Southbound flows through the Harrison CS have averaged 733 MMcf/d over the last month, Genscape natural gas analyst Allison Hurley said. Southbound flows may impact the Dillsboro and Jeffersontown compressor stations depending on scheduled deliveries going to the Lawrenceburg Power Plant, which has had average delivery nominations of 194 MMcf/d during the previous month. Genscape, however, “does not believe that this new event will be as impactful as the most recent” previous single-day June 2018 maintenance event where nominations dropped 233 MMcf/d day over day, due to a greater operational capacity restriction at Harrison CS, Genscape analyst Emily Allard said.

Indeed, Texas Gas Zone 1 held steady at $2.89.

In California, Southern California Gas Inc. (SoCalGas) has reached an agreement for a temporary extension of right-of-way (ROW) on Line 5000 (L5000) just days before the right-of-way was to expire. SoCalGas announced the Morongo Band of Mission Indians granted a temporary, 60-day extension on the ROW to give both parties more time to negotiate a longer-term agreement.

The existing agreement was set to expire on Tuesday (Aug. 21), and prospects for the extension were looking grim as negotiations had ground to a halt. The expiration of the L5000 ROW would have forced the line out of service and thereby reduced capacity through SoCalGas’ Southern Zone by several hundred MMcf/d, Genscape said.

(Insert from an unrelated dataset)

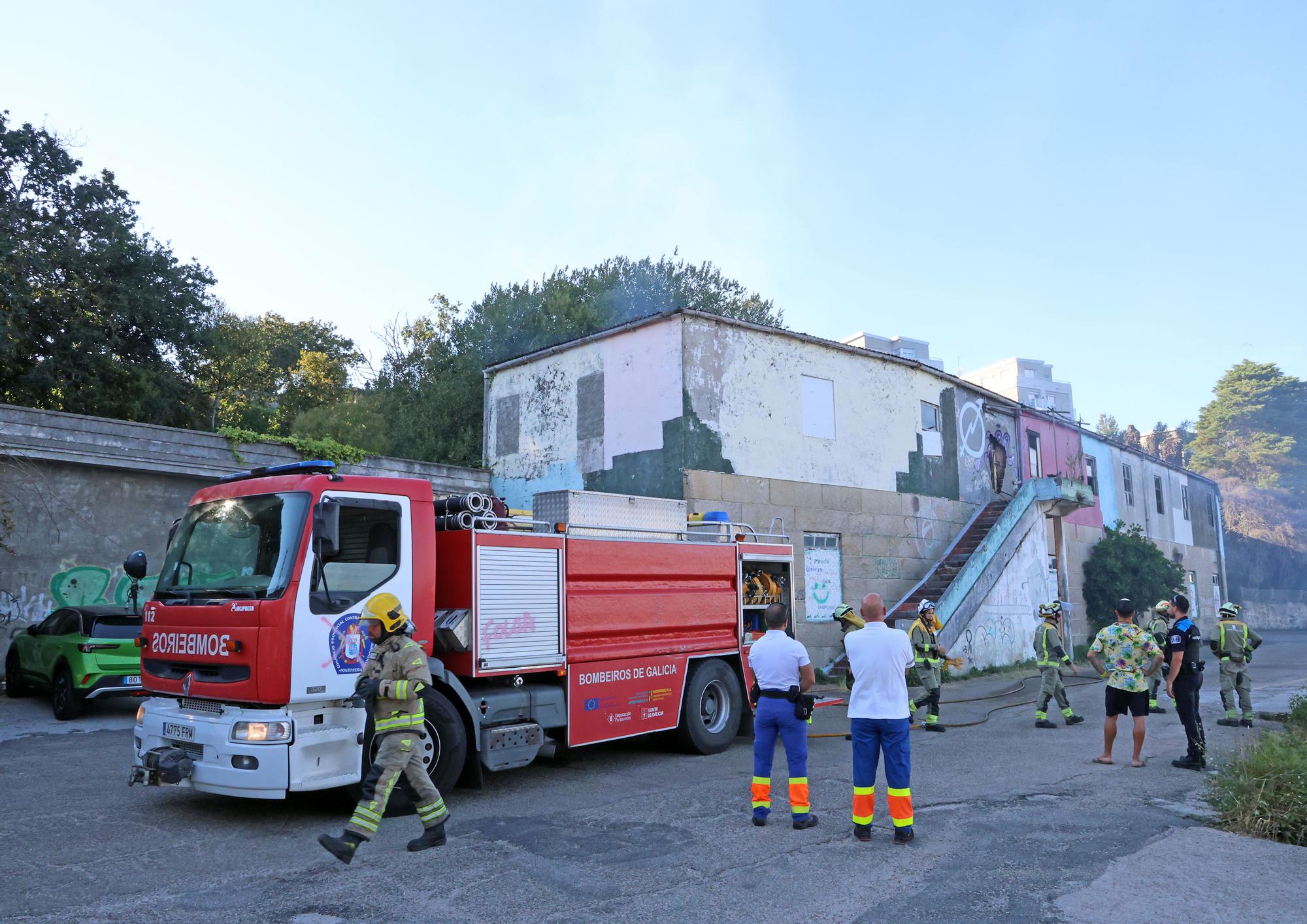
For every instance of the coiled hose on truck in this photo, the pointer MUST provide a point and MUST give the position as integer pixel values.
(1019, 688)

“This would have certainly been a major contributor to SoCal Citygate volatility” because of SoCalGas’ limited access to storage in the wake of the Aliso Canyon leak placing increased reliance on flowing supply from import pipelines, but for which capacity on several import systems has also been limited to planned and unplanned maintenance, Genscape senior natural gas analyst Rick Margolin said.

The news of the ROW extension could have played a hand in sending California spot gas prices lower since the state continues to experience scorching temperatures. SoCal Citygate fell nearly $1 to $5.00, while Malin slipped 4 cents to $2.71.

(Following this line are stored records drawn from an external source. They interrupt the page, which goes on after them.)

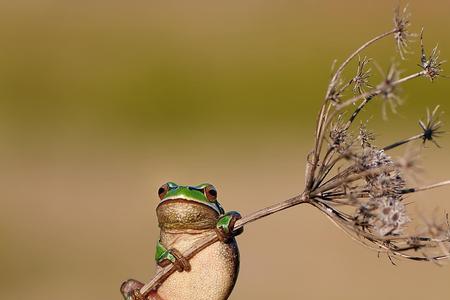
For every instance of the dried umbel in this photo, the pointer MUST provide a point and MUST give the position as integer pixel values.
(365, 196)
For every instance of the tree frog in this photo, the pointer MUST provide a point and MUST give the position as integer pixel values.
(186, 214)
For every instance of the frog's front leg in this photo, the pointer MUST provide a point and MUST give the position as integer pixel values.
(165, 257)
(225, 226)
(130, 290)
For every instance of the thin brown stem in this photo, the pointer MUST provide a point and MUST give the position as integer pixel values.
(402, 142)
(426, 187)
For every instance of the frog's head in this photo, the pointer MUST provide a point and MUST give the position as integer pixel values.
(188, 207)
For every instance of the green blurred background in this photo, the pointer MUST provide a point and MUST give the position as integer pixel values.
(103, 101)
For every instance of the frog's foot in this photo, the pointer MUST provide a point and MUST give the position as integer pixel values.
(173, 256)
(130, 290)
(225, 226)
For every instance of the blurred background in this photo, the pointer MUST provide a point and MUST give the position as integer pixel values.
(101, 102)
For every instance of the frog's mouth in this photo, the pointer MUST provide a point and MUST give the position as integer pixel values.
(189, 201)
(181, 214)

Meanwhile, far off the West Coast, the National Hurricane Center (NHC) was keeping a careful eye on Hurricane Lane, a Category 2 storm Friday afternoon and expected to strengthen into a major storm (Category 3 or higher) that evening. At 11 AM ET on Friday, the center of Hurricane Lane was near latitude 11.2 North, longitude 132.9 West and moving toward the west near 16 mph. A motion between west and west-northwest was expected during the next few days. Lane was forecast to cross into the Central Pacific basin on Saturday.

Maximum sustained winds had increased to near 100 mph with higher gusts, the NHC said.  Continued rapid strengthening was expected for the next 24 hours, but little change in strength was expected on Sunday. As of NHC’s Friday morning update, hurricane-force winds extended outward up to 15 miles from the center, and tropical storm-force winds extended outward up to 90 miles.

Infraestructura Energetica Nova’s Energia Costa Azul LNG import terminal, which is near Ensenada in the northwest Mexican state of Baja California, was among the gas infrastructure closest to the storm, but it remained well out of its current and projected path.

In the Rockies, spot gas prices were down more than a nickel on average, with steeper declines at CIG, which tumbled 13 cents to $2.46.  Northwest Wyoming Pool fell nearly a dime to $2.59.

In the Northeast, Algonquin Citygate plunged 57 cents to $2.91, while Transco Zone 6 NY dropped 17 cents to $2.88. Both points had traded above $3 on Thursday.